Il a aussi changé neuf fois de pavillon depuis 2004, arborant celui du Libéria (2004 et 2022), de l’Allemagne (2004 et 2018), de Malte (2012), des Îles Marshall (2018), du Gabon (2024) et de la Barbade (2024). Depuis juillet 2022, il a donc changé quatre fois de pavillon, une pratique fréquente pour les navires de la flotte fantôme russe afin d’échapper aux sanctions internationales.
• Le propriétaire enregistré aux Îles Marshall
Le navire appartient à la société Cube Ventures Shipping SA, basée aux Îles Marshall, un paradis fiscal situé dans l’océan Pacifique. « Cube Ventures Shipping SA est le propriétaire enregistré du pétrolier Carl (ancien nom du navire), (…) qui a fait escale dans un port russe où le prix du pétrole s’est constamment maintenu bien au-dessus du seuil plafond de 60 dollars », écrivait notamment le Trésor américain, le 10 janvier 2025.
Ce mystérieux propriétaire dont on ne sait presque rien ne possède que ce pétrolier. La société est sous sanctions des Etats-Unis, du Japon et de l’Ukraine notamment, selon le site ukrainien « War & Sanctions ».
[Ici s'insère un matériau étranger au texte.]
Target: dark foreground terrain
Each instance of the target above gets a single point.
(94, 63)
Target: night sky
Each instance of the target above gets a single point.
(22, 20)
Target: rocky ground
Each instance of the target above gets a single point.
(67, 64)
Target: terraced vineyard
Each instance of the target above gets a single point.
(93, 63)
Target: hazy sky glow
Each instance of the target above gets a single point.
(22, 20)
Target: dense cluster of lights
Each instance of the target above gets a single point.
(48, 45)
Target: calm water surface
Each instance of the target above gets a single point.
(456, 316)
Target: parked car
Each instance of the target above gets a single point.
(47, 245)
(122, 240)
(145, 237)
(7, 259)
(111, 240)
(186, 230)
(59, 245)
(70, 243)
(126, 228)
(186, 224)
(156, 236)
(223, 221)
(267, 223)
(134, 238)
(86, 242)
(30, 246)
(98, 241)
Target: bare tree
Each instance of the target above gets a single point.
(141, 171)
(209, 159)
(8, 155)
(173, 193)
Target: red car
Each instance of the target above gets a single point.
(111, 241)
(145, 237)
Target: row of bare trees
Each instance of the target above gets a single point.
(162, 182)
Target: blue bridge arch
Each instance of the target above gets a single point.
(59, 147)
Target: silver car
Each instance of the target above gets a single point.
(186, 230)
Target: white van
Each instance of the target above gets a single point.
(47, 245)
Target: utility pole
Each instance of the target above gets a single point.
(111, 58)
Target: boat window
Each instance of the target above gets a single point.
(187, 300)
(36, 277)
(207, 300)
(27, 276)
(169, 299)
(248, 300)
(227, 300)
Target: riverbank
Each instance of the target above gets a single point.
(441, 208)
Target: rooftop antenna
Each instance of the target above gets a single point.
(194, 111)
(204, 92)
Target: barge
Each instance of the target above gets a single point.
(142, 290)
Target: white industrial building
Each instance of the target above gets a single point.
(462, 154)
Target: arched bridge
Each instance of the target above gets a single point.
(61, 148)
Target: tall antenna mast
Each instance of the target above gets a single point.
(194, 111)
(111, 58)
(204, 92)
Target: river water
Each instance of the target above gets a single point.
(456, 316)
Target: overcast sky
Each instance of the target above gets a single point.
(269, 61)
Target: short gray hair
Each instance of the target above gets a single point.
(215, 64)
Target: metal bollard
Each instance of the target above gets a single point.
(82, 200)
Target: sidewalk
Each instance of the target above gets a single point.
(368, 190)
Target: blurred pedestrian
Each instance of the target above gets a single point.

• Le pétrolier sous sanctions internationales
Le navire est repéré de longue date comme faisant partie de la flotte fantôme russe. En 2024, il faisait partie de la liste de l’ONG Greenpeace des « pétroliers de plus de 15 ans qui n’étaient pas agréés auparavant, qui ont exporté du pétrole depuis la Russie à plusieurs reprises depuis le début de la guerre et qui ne disposent pas d’une assurance responsabilité civile suffisante pour couvrir les dommages potentiels causés par des accidents et des marées noires ».
Depuis le 21 juillet 2025, il figure – sous le nom de « Grinch » – sur la liste des navires de la flotte fantôme russe placés sous sanctions par le Royaume-Uni. Il est aussi – sous le nom de « Carl » – sur la liste établie par l’Union européenne (depuis le 24 février 2025) et les Etats-Unis (depuis le 10 janvier 2025). Le Canada impose aussi des sanctions contre le navire depuis novembre dernier.
• En provenance de Russie et en route vers l’Est
Selon le préfet maritime de Méditerranée, qui a donné des détails dans un communiqué, a indiqué que le pétrolier est « en provenance de Mourmansk », ville russe et port arctique de la Mer de Barents. Selon le site marinetraffic, spécialisé dans le suivi des navires, au moment de son arraisonnement, il faisait route vers l’Est, entre Almeria (Espagne) et Oran (Algérie).
« Le pétrolier est impliqué dans l’exportation de pétrole brut et de produits pétroliers russes depuis les ports russes de la mer Baltique, de la mer Noire et de la région Pacifique, principalement vers la Chine, l’Inde et d’autres pays tiers », précise le site ukrainien War & Sanctions.